Identification of active site residues of the inverting glycosyltransferase Cgs required for the synthesis of cyclic β-1,2-glucan, a Brucella abortus virulence factor

• Published in: Glycobiology (Oxford) Vol. 16; no. 7; pp. 679 - 691
• Main Authors: Ciocchini, Andrés E., Roset, Mara S., Briones, Gabriel, de Iannino, Nora Iñón, Ugalde, Rodolfo A.
• Format: Journal Article
• Language: English
• Published: England Oxford University Press 01.07.2006
• Subjects: 2-glucan; 3D-PSSM; Amino Acid Sequence; Amino Acid Substitution; Bacterial Proteins - chemistry; Bacterial Proteins - genetics; beta-Glucans - metabolism; Binding Sites - genetics; Brucella abortus; Brucella abortus - enzymology; Brucella abortus - pathogenicity; Cgs; conserved region; Conserved Sequence; cyclic glucan synthase; cyclic β-1; glycosyltransferases; Glycosyltransferases - chemistry; Glycosyltransferases - genetics; GTs; Molecular Sequence Data; Mutagenesis, Site-Directed; Mutation; position-specific iterated BLAST; Protein Structure, Tertiary; PSI-BLAST; SDS–PAGE; Sequence Alignment; Sequence Analysis, Protein; site-directed mutagenesis; sodium dodecyl sulphate–polyacrilamide gel electrophoresis; TCA; thin-layer chromatography; three-dimensional position-specific scoring matrix; TLC; TMS; transmembrane-spanning segment; trichloroacetic acid; Virulence Factors - chemistry; Virulence Factors - genetics
• ISSN: 0959-6658; 1460-2423
• DOI: 10.1093/glycob/cwj113

Brucella abortus cyclic glucan synthase (Cgs) is a 320-kDa (2868-amino acid) polytopic integral inner membrane protein responsible for the synthesis of the virulence factor cyclic β-1,2-glucan by a novel mechanism in which the enzyme itself acts as a protein intermediate. Cgs functions as an inverting processive β-1,2-autoglucosyltransferase and has the three enzymatic activities required for the synthesis of the cyclic glucan: initiation, elongation, and cyclization. To gain further insight into the protein domains that are essential for the enzymatic activity, we have compared the Cgs sequence with other glycosyltransferases (GTs). This procedure allowed us to identify in the Cgs region (475–818) the widely spaced D, DxD, E/D, (Q/R)xxRW motif that is highly conserved in the active site of numerous GTs.

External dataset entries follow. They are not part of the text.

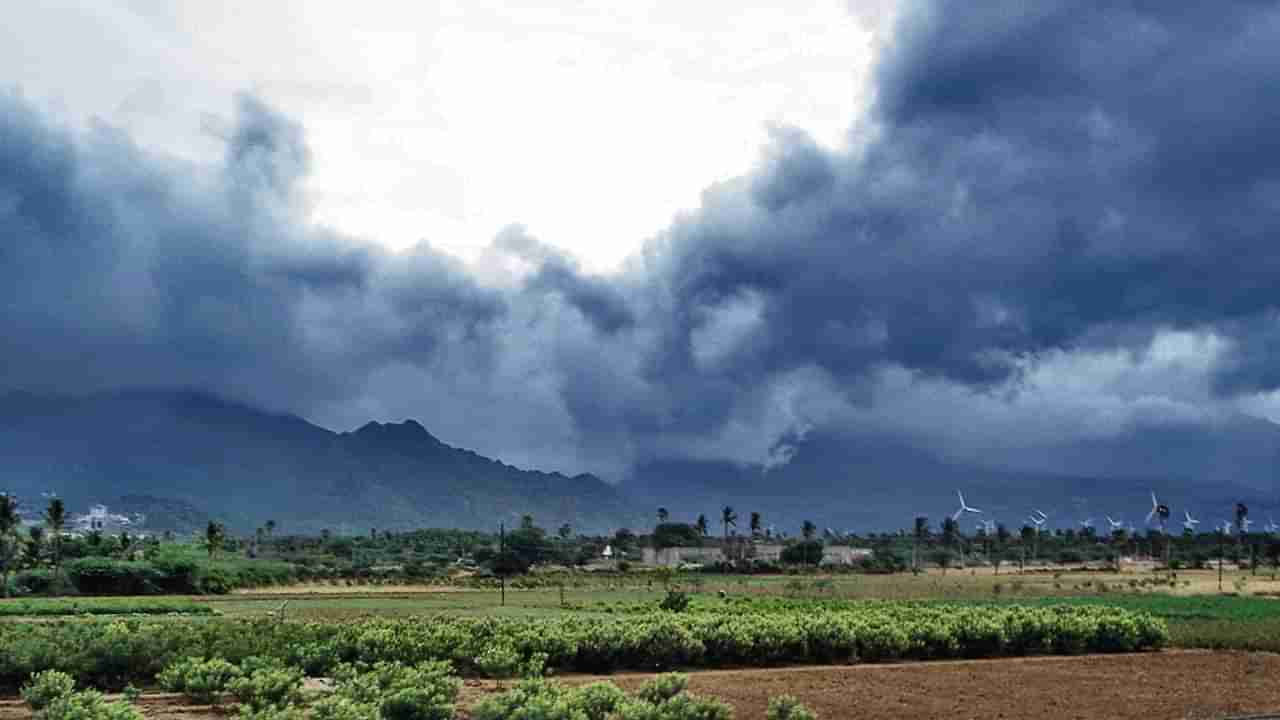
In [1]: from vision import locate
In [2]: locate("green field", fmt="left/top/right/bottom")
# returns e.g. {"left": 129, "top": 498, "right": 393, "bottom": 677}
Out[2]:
{"left": 0, "top": 597, "right": 215, "bottom": 617}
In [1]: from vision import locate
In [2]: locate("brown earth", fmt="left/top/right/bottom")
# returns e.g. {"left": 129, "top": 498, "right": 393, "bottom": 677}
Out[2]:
{"left": 3, "top": 651, "right": 1277, "bottom": 719}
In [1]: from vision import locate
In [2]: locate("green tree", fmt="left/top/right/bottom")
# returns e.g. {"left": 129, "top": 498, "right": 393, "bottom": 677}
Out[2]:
{"left": 750, "top": 512, "right": 763, "bottom": 538}
{"left": 25, "top": 525, "right": 45, "bottom": 567}
{"left": 557, "top": 523, "right": 573, "bottom": 541}
{"left": 44, "top": 498, "right": 66, "bottom": 575}
{"left": 695, "top": 514, "right": 709, "bottom": 537}
{"left": 0, "top": 494, "right": 22, "bottom": 597}
{"left": 657, "top": 507, "right": 669, "bottom": 525}
{"left": 652, "top": 522, "right": 703, "bottom": 550}
{"left": 205, "top": 521, "right": 226, "bottom": 560}
{"left": 264, "top": 519, "right": 276, "bottom": 537}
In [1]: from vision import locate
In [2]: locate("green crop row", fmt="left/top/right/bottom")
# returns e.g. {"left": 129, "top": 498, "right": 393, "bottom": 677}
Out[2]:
{"left": 0, "top": 597, "right": 214, "bottom": 618}
{"left": 0, "top": 603, "right": 1166, "bottom": 691}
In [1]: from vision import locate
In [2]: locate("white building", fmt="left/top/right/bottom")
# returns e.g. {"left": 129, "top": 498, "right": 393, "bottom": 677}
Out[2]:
{"left": 71, "top": 504, "right": 143, "bottom": 534}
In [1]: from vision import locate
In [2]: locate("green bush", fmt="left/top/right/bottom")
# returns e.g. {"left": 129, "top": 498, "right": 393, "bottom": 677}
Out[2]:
{"left": 42, "top": 689, "right": 142, "bottom": 720}
{"left": 477, "top": 644, "right": 521, "bottom": 682}
{"left": 475, "top": 677, "right": 730, "bottom": 720}
{"left": 659, "top": 590, "right": 691, "bottom": 613}
{"left": 323, "top": 661, "right": 459, "bottom": 720}
{"left": 227, "top": 662, "right": 304, "bottom": 711}
{"left": 767, "top": 695, "right": 817, "bottom": 720}
{"left": 22, "top": 669, "right": 77, "bottom": 710}
{"left": 571, "top": 682, "right": 628, "bottom": 720}
{"left": 636, "top": 674, "right": 689, "bottom": 705}
{"left": 310, "top": 696, "right": 379, "bottom": 720}
{"left": 157, "top": 656, "right": 242, "bottom": 705}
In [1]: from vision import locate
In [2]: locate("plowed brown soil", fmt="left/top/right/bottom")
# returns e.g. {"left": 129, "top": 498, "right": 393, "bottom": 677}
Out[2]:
{"left": 4, "top": 651, "right": 1277, "bottom": 720}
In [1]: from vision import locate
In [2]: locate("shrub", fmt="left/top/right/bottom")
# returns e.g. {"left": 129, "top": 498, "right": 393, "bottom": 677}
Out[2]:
{"left": 310, "top": 696, "right": 379, "bottom": 720}
{"left": 767, "top": 695, "right": 817, "bottom": 720}
{"left": 324, "top": 661, "right": 460, "bottom": 720}
{"left": 227, "top": 663, "right": 304, "bottom": 711}
{"left": 636, "top": 673, "right": 689, "bottom": 705}
{"left": 379, "top": 687, "right": 456, "bottom": 720}
{"left": 42, "top": 689, "right": 143, "bottom": 720}
{"left": 571, "top": 682, "right": 628, "bottom": 720}
{"left": 659, "top": 590, "right": 691, "bottom": 613}
{"left": 477, "top": 644, "right": 521, "bottom": 683}
{"left": 22, "top": 670, "right": 77, "bottom": 710}
{"left": 157, "top": 657, "right": 242, "bottom": 705}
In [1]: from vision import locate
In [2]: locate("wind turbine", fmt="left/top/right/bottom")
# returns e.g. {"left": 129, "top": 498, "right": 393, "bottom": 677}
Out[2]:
{"left": 1266, "top": 517, "right": 1279, "bottom": 534}
{"left": 953, "top": 490, "right": 983, "bottom": 521}
{"left": 1079, "top": 518, "right": 1094, "bottom": 531}
{"left": 1183, "top": 511, "right": 1200, "bottom": 533}
{"left": 1219, "top": 520, "right": 1234, "bottom": 535}
{"left": 1106, "top": 516, "right": 1124, "bottom": 532}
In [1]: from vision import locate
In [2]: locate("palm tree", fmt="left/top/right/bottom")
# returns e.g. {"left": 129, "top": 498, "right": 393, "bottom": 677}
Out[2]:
{"left": 720, "top": 506, "right": 737, "bottom": 543}
{"left": 941, "top": 517, "right": 959, "bottom": 574}
{"left": 695, "top": 514, "right": 708, "bottom": 537}
{"left": 801, "top": 520, "right": 817, "bottom": 540}
{"left": 657, "top": 507, "right": 669, "bottom": 525}
{"left": 44, "top": 498, "right": 66, "bottom": 576}
{"left": 913, "top": 516, "right": 929, "bottom": 572}
{"left": 750, "top": 512, "right": 762, "bottom": 539}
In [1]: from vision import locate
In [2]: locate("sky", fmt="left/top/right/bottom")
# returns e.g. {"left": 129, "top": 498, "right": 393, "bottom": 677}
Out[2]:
{"left": 5, "top": 0, "right": 1280, "bottom": 497}
{"left": 1, "top": 0, "right": 889, "bottom": 271}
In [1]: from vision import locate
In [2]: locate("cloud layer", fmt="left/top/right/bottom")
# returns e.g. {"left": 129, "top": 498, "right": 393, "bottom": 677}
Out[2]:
{"left": 5, "top": 0, "right": 1280, "bottom": 483}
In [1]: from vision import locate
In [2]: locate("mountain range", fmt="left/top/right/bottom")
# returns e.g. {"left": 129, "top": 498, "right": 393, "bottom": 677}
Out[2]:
{"left": 0, "top": 388, "right": 1276, "bottom": 535}
{"left": 0, "top": 389, "right": 640, "bottom": 534}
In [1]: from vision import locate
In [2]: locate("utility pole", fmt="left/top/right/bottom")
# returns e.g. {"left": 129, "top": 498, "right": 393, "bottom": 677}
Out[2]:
{"left": 499, "top": 522, "right": 506, "bottom": 607}
{"left": 1218, "top": 529, "right": 1224, "bottom": 592}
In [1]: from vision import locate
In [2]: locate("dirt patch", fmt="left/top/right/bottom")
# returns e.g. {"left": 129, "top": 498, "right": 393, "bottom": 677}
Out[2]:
{"left": 3, "top": 651, "right": 1277, "bottom": 719}
{"left": 466, "top": 651, "right": 1280, "bottom": 720}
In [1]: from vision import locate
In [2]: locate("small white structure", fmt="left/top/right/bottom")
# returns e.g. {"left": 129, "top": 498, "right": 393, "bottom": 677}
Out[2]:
{"left": 71, "top": 504, "right": 142, "bottom": 534}
{"left": 602, "top": 544, "right": 614, "bottom": 559}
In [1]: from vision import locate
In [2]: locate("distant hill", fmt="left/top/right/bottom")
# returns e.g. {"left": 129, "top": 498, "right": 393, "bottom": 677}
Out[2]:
{"left": 0, "top": 389, "right": 640, "bottom": 534}
{"left": 625, "top": 426, "right": 1279, "bottom": 534}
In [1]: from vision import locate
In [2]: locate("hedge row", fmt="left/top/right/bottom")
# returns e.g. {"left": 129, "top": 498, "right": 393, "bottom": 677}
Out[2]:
{"left": 0, "top": 603, "right": 1166, "bottom": 691}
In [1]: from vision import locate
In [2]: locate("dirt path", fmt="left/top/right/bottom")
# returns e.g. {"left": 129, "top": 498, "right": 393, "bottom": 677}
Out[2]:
{"left": 3, "top": 651, "right": 1277, "bottom": 719}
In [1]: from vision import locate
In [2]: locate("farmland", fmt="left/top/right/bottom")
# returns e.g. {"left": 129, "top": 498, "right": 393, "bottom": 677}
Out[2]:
{"left": 1, "top": 568, "right": 1278, "bottom": 718}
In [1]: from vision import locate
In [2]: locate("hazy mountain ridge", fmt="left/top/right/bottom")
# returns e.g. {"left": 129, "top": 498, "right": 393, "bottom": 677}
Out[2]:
{"left": 0, "top": 389, "right": 640, "bottom": 534}
{"left": 1, "top": 389, "right": 1275, "bottom": 536}
{"left": 627, "top": 426, "right": 1279, "bottom": 533}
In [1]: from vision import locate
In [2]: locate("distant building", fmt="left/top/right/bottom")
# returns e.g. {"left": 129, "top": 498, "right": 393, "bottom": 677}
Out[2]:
{"left": 71, "top": 504, "right": 144, "bottom": 534}
{"left": 642, "top": 543, "right": 873, "bottom": 567}
{"left": 821, "top": 545, "right": 873, "bottom": 566}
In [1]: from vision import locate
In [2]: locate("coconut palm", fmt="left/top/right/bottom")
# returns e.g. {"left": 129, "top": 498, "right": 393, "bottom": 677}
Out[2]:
{"left": 721, "top": 506, "right": 737, "bottom": 542}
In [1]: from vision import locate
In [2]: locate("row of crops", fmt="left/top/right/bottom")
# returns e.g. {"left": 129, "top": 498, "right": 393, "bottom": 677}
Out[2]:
{"left": 0, "top": 603, "right": 1166, "bottom": 691}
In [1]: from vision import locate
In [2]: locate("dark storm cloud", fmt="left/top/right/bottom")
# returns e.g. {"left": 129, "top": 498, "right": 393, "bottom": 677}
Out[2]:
{"left": 627, "top": 0, "right": 1280, "bottom": 403}
{"left": 0, "top": 93, "right": 503, "bottom": 412}
{"left": 5, "top": 0, "right": 1280, "bottom": 476}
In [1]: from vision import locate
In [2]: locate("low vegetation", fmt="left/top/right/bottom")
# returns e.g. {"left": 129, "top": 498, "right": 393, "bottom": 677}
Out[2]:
{"left": 0, "top": 602, "right": 1165, "bottom": 692}
{"left": 0, "top": 597, "right": 214, "bottom": 617}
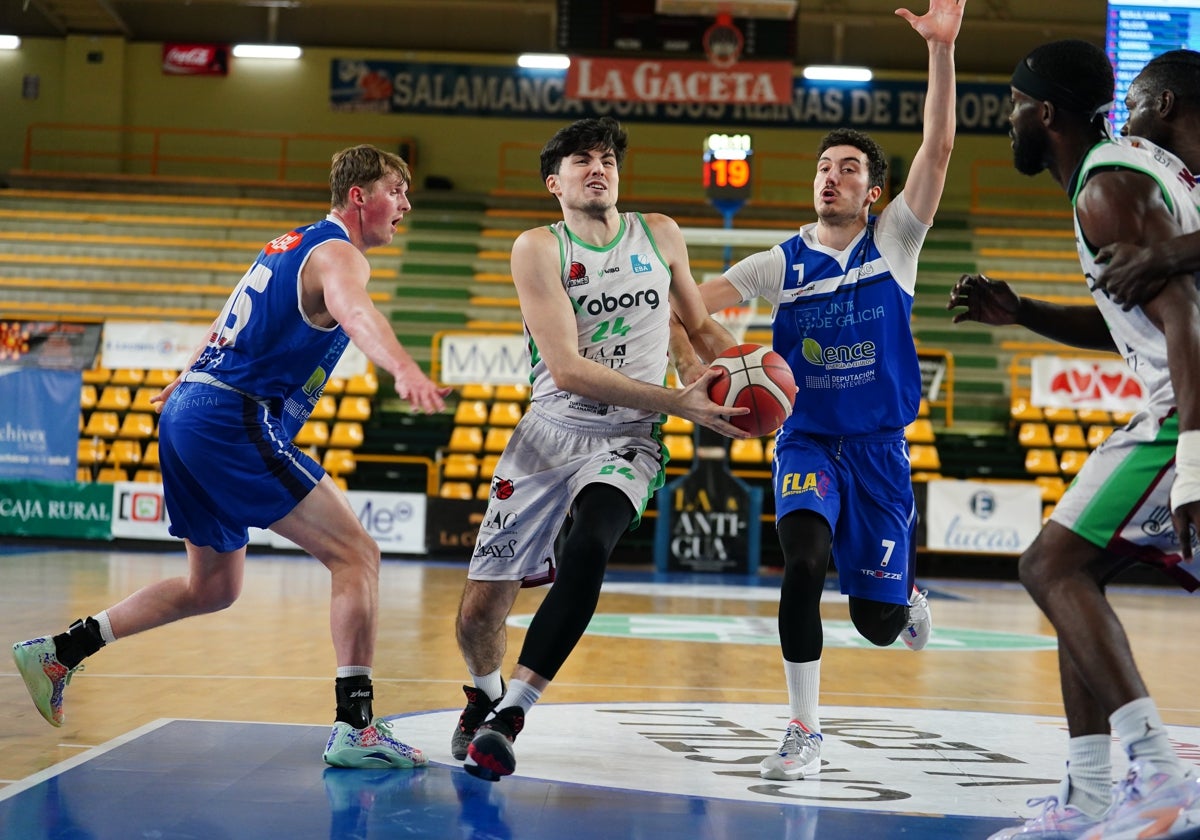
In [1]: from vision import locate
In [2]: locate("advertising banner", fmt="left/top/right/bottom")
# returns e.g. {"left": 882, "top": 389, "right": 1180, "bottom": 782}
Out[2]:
{"left": 162, "top": 43, "right": 229, "bottom": 76}
{"left": 0, "top": 320, "right": 101, "bottom": 370}
{"left": 924, "top": 479, "right": 1043, "bottom": 555}
{"left": 329, "top": 58, "right": 1012, "bottom": 135}
{"left": 101, "top": 320, "right": 207, "bottom": 371}
{"left": 0, "top": 367, "right": 80, "bottom": 482}
{"left": 438, "top": 333, "right": 528, "bottom": 386}
{"left": 0, "top": 479, "right": 112, "bottom": 539}
{"left": 566, "top": 57, "right": 794, "bottom": 104}
{"left": 1030, "top": 355, "right": 1147, "bottom": 413}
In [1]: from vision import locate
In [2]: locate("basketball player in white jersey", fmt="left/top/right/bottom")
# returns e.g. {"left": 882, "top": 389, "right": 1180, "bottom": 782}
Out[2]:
{"left": 451, "top": 117, "right": 749, "bottom": 781}
{"left": 949, "top": 42, "right": 1200, "bottom": 840}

By site-directed mutagenesis and in vitro and in vivo activity assays, we have demonstrated that most of the amino acid residues of this motif are essential for Cgs activity. These sequence and site-directed mutagenesis analyses also indicate that Cgs should be considered a bi-functional modular GT, with an N-terminal GT domain belonging to a new GT family related to GT-2 (GT-84) followed by a GH-94 glycoside hydrolase C-terminal domain. Furthermore, over-expression of inactive mutants results in wild-type (WT) production of cyclic glucan when bacteria co-express the mutant and the WT form, indicating that Cgs may function in the membrane as a monomeric enzyme. Together, these results are compatible with a single addition model by which Cgs acts in the membrane as a monomer and uses the identified motif to form a single center for substrate binding and glycosyl-transfer reaction.